The pyramid is falling!

After serving as the cornerstone of journalistic writing, the so-called “inverted pyramid”, which has been the writing pattern of newspapers, is in the doldrums.

Until recently, it prevailed as the predominant structure in newspaper news, just as it had been for dozens of years, its parameter par excellence.

Its principle is simple: the information is offered to the readers in the form of sections.

At the beginning of the pyramidal base, the news of the event, its nature, place and time is given.

Then additional details of the news are slipped into other sections until culminating in the less relevant details.

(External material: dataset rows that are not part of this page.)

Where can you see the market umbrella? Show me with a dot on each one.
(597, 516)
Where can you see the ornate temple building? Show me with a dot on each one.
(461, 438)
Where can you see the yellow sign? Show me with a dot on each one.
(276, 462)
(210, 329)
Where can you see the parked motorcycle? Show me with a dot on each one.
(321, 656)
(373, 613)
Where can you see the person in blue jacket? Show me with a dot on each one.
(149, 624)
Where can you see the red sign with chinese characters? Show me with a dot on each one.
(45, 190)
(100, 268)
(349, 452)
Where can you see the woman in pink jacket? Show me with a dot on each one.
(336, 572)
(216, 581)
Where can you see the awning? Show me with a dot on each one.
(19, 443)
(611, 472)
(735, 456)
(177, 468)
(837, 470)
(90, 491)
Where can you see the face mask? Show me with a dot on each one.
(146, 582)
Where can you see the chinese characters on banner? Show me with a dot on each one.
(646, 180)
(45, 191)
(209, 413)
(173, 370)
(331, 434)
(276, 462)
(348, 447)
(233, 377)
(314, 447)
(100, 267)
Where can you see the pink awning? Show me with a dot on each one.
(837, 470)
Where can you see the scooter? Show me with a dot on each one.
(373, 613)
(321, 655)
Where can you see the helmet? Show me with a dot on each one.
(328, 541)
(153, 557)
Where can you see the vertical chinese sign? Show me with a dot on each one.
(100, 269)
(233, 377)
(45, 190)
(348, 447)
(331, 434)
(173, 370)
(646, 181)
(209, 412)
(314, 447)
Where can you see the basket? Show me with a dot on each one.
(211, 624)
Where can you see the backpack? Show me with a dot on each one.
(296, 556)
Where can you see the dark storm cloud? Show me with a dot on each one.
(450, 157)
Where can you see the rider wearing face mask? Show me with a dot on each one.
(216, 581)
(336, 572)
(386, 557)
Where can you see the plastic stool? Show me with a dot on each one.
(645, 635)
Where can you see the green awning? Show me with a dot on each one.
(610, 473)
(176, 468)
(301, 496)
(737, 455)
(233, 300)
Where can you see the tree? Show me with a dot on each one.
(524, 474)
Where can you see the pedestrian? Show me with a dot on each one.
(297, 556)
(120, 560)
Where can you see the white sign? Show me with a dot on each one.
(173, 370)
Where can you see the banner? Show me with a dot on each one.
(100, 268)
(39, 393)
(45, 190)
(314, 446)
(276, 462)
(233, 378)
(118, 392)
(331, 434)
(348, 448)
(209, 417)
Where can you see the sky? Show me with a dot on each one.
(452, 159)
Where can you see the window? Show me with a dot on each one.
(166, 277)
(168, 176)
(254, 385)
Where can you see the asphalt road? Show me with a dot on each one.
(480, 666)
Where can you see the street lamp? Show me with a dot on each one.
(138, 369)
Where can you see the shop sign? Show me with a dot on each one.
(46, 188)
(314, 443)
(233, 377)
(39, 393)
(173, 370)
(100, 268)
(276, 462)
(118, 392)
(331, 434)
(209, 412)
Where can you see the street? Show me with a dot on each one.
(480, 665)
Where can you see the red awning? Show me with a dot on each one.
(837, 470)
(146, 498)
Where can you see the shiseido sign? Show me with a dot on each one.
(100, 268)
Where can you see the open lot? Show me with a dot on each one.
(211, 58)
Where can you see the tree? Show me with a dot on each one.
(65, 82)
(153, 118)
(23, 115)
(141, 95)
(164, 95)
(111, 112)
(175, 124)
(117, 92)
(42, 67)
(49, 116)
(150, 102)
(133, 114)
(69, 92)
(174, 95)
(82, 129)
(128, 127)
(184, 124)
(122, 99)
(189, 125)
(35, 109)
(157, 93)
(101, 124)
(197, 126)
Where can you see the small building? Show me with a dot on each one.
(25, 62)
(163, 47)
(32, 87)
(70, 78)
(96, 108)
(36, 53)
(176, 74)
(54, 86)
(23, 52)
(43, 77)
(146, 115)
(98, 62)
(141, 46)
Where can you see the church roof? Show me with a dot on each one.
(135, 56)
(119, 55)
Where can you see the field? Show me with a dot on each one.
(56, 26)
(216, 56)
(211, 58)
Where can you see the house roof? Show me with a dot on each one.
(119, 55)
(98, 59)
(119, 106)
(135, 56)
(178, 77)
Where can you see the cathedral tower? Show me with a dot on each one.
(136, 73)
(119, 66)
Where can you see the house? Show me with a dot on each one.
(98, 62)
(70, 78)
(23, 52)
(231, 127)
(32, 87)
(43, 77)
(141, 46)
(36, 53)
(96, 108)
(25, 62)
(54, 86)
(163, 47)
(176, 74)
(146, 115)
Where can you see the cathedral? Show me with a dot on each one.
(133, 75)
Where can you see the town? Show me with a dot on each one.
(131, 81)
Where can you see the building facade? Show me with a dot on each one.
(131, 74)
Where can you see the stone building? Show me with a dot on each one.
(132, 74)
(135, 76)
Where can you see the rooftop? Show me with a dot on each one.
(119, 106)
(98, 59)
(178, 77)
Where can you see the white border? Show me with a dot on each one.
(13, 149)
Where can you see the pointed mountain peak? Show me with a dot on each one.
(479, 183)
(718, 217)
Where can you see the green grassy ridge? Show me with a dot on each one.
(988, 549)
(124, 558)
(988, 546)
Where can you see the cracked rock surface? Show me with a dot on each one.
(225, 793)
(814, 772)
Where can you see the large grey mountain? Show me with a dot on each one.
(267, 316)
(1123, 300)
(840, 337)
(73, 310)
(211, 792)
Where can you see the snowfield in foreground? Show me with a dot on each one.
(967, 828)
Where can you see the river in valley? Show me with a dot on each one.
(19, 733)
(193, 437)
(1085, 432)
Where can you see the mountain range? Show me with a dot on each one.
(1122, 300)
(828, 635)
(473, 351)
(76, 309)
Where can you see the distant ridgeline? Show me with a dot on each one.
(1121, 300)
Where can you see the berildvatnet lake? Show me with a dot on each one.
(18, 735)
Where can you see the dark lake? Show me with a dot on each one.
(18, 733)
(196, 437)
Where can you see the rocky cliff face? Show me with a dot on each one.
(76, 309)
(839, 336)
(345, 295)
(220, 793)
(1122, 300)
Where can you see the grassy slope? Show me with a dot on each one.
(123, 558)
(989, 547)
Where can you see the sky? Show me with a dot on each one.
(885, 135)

To properly structure this model, the writer had to answer six basic questions: What? Who? When? Where? Why? and how? In these times when the work of news dissemination is amplified by digital means, the pyramid rule is becoming less essential, because the information is, more than text, audiovisual.

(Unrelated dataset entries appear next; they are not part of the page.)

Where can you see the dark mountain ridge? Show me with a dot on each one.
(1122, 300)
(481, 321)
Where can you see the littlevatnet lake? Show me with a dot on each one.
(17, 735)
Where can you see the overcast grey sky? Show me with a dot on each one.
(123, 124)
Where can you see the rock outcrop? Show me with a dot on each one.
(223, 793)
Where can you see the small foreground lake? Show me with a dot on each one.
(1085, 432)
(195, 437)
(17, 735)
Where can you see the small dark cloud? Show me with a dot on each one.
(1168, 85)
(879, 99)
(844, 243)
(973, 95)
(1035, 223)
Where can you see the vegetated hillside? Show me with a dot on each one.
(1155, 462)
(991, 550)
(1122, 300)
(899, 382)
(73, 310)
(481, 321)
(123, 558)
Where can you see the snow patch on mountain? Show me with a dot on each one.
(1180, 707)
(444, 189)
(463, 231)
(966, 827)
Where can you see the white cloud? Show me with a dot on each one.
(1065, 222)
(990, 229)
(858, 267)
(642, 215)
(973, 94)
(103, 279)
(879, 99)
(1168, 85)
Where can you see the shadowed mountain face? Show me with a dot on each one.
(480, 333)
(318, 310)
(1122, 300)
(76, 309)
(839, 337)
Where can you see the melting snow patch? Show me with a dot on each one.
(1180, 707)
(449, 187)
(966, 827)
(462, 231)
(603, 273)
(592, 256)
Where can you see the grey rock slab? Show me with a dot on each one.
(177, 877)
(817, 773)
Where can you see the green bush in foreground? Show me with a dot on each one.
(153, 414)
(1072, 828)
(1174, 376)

Of the six capital questions of the pyramid, the answers to the last two, why and how, are the ones demanded and sought by readers or users of digital platforms, in the event that they have already heard, seen or heard of a piece of news.

Audiovisual form or in “breaking news” formats. Little by little, the demands of the new language of the digital ecosystem influence the classic editorial models of newspapers, causing the old style parameterized by the “Inverted Pyramid” to lose relevance and systematic use.

It is the beginning of a new narrative of professional journalism, in which the rigid patterns of what, who, when, where, why and how, leave the way open for prose, simple and colloquial text and even graphic force , take on the formidable challenge of “discovering” the news already known.